Module 4: Single Reads Analysis¶
Components¶
For reads not forming contigs, less stringent DIAMOND BLASTx and Kraken2 analyses are conducted. Viral-positive reads are clustered with CD-HIT (Fu et al., 2012), and representative reads are analysed with BLASTn.
Results produced:¶
This module produces several additional results summary files as well as a more detailed sample specific breakdown of results and subsets all reads to species specific folders allowing for manual inspection
Key results include:
Expanded summary results tables to include single reads in final read counts
interactive html tables/csv file showing read assignments, read complexity metrics and identity scores of matches of contigs/reads to each virus identified.
Individual folders per viral spp identified which contain all reads and contigs assigned to each virus for quick manual inspection
Use cases:¶
This module is useful for any situation where multiple viral species are expected (not sequencing specific viral isolates). It helps assign more reads to every virus helping build up generated viral genomes and can identify ultra low abundant viruses (those which are so low abundance they don't form contigs).

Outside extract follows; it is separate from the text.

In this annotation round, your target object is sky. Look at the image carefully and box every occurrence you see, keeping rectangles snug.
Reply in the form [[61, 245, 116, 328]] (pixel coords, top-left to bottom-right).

Module 5: Diverged read/contig detection¶
Components¶
All previously detected species within the pipeline with identities <95% to a reference genome are used to subset a DIAMOND database by species for rapid detection of ultra diverged reads and contigs through utilising the most sensitive detection settings in DIAMOND BLASTx (requires Diamond database to be built with TaxID information).
Results produced:¶
This module builds on Module 4 and specifically targets more diverged viruses. It detects all reads to viruses which were too diverged to be detected by Module 4.
Key results include:
csv file showing read assignments, read complexity metrics and identity scores of matches of contigs/reads to each virus identified updated to include additional diverged reads found.
additional reads and contigs added to each viral spp folder generated in Module 4.
Use cases:¶
This module is most useful when novel viral species are present in relatively low abundance (the whole genome isn't assembled). When the user is investigating understudied metagenomic samples e.g., environmental samples, viromes of understudied eukaryotes, this module will provide additional useful information at only small increases to run time and compute resources.